Aside from the footnote about a conversation with Tony Blair, however, there are few new tidbits about foreign political leaders, though they might seem appropriate here. The author does mention one of the famously controversial players in the war effort, the former head of the OSCE’s ‘Verification Mission’ in Kosovo, William Walker. The American was vocal in claiming a massacre of ethnic Albanians had occurred in January 1999 in Raçak, an incident which gave a strong push for NATO intervention. However, the incident has always been murky, with the Yugoslav government (and French journalists who filmed the battle) claiming that the KLA later deliberately massed battle casualties to simulate a massacre scene. In fact, the Yugoslav government had allowed journalists and international observers to be present for their police action in the village, and no one reported any such massacre until the next day, when the village was back under KLA control. Nevertheless, Pettifer denounces any criticism of Walker by saying that any accusation that he had fabricated Raçak for political reasons was ‘plainly untrue, as all independent verification of the facts has revealed.’

The author outlines the events surrounding the cessation of hostilities and the demilitarization of the KLA and charts the rise of certain KLA commanders into the highest echelons of Kosovo’s political elite. In particular Pettifer makes the link between Hashim Thaçi’s military successes and his post-war reputation and political career. Pettifer also includes a final chapter on the relatively uncharted topic of the spread of conflict into Preshevo Valley in southern Serbia and Macedonia, in 2000 and 2001 respectively.

From the beginning of the book it is clear to the reader that Pettifer’s allegiances lie firmly with the Kosovar Albanians.
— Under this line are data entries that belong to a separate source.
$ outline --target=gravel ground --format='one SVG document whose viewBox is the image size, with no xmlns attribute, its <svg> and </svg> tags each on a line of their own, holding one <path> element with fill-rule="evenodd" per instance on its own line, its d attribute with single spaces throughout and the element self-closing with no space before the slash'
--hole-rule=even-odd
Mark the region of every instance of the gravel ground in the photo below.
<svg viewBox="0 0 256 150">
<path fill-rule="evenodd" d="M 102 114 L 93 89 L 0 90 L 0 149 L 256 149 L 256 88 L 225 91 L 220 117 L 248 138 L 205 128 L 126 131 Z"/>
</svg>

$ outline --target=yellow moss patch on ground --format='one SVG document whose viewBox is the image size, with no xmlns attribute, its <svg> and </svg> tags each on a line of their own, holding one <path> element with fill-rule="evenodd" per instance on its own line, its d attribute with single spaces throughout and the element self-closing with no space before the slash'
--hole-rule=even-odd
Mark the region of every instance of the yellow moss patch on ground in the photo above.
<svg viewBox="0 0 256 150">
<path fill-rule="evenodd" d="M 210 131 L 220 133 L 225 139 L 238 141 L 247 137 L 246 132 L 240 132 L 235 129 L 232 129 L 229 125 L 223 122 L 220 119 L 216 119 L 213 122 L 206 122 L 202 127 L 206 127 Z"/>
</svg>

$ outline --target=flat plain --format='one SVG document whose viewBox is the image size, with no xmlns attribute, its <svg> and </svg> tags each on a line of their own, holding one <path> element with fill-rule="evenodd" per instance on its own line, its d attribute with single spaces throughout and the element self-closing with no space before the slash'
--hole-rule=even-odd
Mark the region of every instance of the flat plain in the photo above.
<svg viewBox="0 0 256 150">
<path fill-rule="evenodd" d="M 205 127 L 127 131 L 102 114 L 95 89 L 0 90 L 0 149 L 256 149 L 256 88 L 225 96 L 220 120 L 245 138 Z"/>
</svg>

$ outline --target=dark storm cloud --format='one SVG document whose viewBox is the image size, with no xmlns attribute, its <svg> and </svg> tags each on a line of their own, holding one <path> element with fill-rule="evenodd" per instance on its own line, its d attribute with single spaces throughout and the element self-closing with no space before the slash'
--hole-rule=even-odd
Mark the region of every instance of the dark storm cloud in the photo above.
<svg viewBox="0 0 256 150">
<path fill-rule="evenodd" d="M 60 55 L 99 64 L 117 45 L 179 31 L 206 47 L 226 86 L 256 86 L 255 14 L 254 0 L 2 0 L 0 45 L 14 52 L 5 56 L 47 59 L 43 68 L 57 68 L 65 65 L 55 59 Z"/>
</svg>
After all, on the first page of the acknowledgments section Pettifer pledges his gratitude to Prime Minister Hashim Thaçi and former Prime Minister Ramush Haradinaj, both former KLA commanders who have had to defend themselves against allegations of war crimes (and, in the case of Haradinaj, two court cases- the second has now resulted in a final acquittal). Pettifer’s repeated mention of the death of KLA strongman Adem Jashari and members of his extended family, and the emotive language that is used to describe these events, further illustrates the author’s lack of objectivity on the subject matter.
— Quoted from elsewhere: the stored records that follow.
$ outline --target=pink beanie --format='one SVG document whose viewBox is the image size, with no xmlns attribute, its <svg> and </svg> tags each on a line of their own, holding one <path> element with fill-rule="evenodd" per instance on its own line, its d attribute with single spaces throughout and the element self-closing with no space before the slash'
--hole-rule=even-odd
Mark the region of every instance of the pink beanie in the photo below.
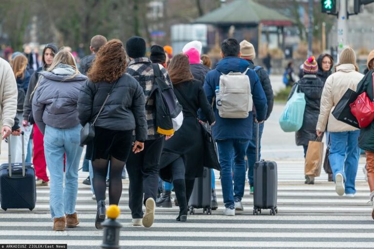
<svg viewBox="0 0 374 249">
<path fill-rule="evenodd" d="M 199 51 L 194 48 L 192 48 L 185 52 L 185 54 L 188 56 L 189 64 L 199 64 L 200 63 L 200 54 Z"/>
</svg>

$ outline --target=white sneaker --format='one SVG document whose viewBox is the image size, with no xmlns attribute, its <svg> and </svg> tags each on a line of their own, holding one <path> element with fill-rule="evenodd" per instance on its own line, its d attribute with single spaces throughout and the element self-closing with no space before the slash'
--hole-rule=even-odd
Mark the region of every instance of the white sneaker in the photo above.
<svg viewBox="0 0 374 249">
<path fill-rule="evenodd" d="M 344 194 L 345 188 L 344 188 L 344 179 L 343 175 L 340 173 L 337 173 L 335 176 L 335 191 L 340 196 Z"/>
<path fill-rule="evenodd" d="M 144 227 L 150 228 L 153 224 L 155 207 L 156 203 L 153 198 L 148 198 L 146 201 L 146 213 L 142 220 Z"/>
<path fill-rule="evenodd" d="M 141 226 L 142 219 L 132 219 L 132 226 Z"/>
<path fill-rule="evenodd" d="M 235 216 L 235 208 L 233 206 L 230 206 L 228 208 L 226 208 L 224 211 L 223 214 L 227 216 Z"/>
<path fill-rule="evenodd" d="M 365 180 L 368 181 L 368 171 L 366 170 L 366 164 L 362 168 L 362 172 L 364 172 L 364 177 L 365 177 Z"/>
<path fill-rule="evenodd" d="M 242 204 L 242 201 L 239 199 L 235 200 L 235 210 L 237 211 L 243 211 L 243 204 Z"/>
</svg>

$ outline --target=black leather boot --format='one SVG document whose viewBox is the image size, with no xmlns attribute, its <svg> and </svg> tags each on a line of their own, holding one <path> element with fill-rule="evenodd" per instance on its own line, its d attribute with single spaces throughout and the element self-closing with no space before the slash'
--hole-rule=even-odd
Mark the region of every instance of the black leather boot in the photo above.
<svg viewBox="0 0 374 249">
<path fill-rule="evenodd" d="M 187 221 L 187 200 L 186 197 L 186 183 L 184 179 L 178 179 L 173 181 L 175 196 L 179 204 L 179 215 L 176 219 L 178 221 Z"/>
<path fill-rule="evenodd" d="M 218 208 L 218 203 L 217 202 L 217 196 L 216 196 L 216 190 L 212 189 L 212 198 L 210 201 L 210 207 L 212 210 L 215 210 Z"/>
<path fill-rule="evenodd" d="M 106 212 L 105 201 L 99 200 L 97 202 L 97 212 L 96 213 L 95 219 L 95 227 L 96 229 L 101 230 L 104 228 L 104 227 L 101 225 L 101 222 L 105 220 Z"/>
<path fill-rule="evenodd" d="M 163 208 L 172 207 L 173 204 L 171 203 L 170 197 L 171 194 L 171 191 L 164 190 L 160 198 L 156 200 L 156 206 L 162 207 Z"/>
</svg>

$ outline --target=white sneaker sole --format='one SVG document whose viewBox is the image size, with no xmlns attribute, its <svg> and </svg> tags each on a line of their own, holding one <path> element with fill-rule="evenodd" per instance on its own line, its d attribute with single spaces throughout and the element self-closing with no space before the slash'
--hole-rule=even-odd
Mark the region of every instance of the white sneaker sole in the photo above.
<svg viewBox="0 0 374 249">
<path fill-rule="evenodd" d="M 344 180 L 341 174 L 337 174 L 335 176 L 335 191 L 340 196 L 344 194 Z"/>
<path fill-rule="evenodd" d="M 235 211 L 244 211 L 244 208 L 243 205 L 240 204 L 235 205 Z"/>
<path fill-rule="evenodd" d="M 156 203 L 152 198 L 149 198 L 146 201 L 146 214 L 143 217 L 142 223 L 144 227 L 150 228 L 154 221 L 154 209 Z"/>
</svg>

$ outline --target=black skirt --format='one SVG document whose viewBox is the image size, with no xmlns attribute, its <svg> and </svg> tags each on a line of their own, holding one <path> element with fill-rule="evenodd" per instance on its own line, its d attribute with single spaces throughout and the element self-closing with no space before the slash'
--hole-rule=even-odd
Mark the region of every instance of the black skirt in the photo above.
<svg viewBox="0 0 374 249">
<path fill-rule="evenodd" d="M 87 144 L 86 159 L 93 161 L 100 159 L 108 160 L 112 156 L 126 161 L 132 147 L 132 131 L 95 126 L 95 137 Z"/>
</svg>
Pettifer is extremely critical of the international community’s involvement in Kosovo, both before (the Kosovo Verification Mission), during (NATO) and after (UNMIK, EULEX) the war. Most criticisms of internationals, however, are directed at the International Criminal Tribunal for the former Yugoslavia (ICTY). Pettifer offers little explanation for his assertions that the ICTY’s pursuit of political leaders, including Haradinaj, is entirely politically-motivated.

Furthermore, while he goes into some detail regarding the atrocities that were committed by members of the JNA/VJ, there is no explicit mention of similar atrocities being committed by members of the KLA, or war crimes cases that have resulted in convictions. Thus the reader is left with the impression that for the author, the idea that such events could have taken place is apparently inconceivable. This impression unfortunately undermines the study as a whole. It is particularly unfortunate given that the events described happened in living memory, and a more balanced approach would have thus been both possible and a welcome contribution to transitional justice and inter-ethnic reconciliation.

Nevertheless, this book is well-researched and well-written and therefore comprises a significant contribution to the field, as it comprehensively details the rise of the KLA and its ongoing influence on the contemporary Kosovar political landscape. Thus, this book should appeal not only to students of Kosovo’s recent history and its contemporary politics, but also to those wishing to understand the effect that the war has had on the psyche of Kosovo’s people, and the high regard with which former KLA commanders are still held.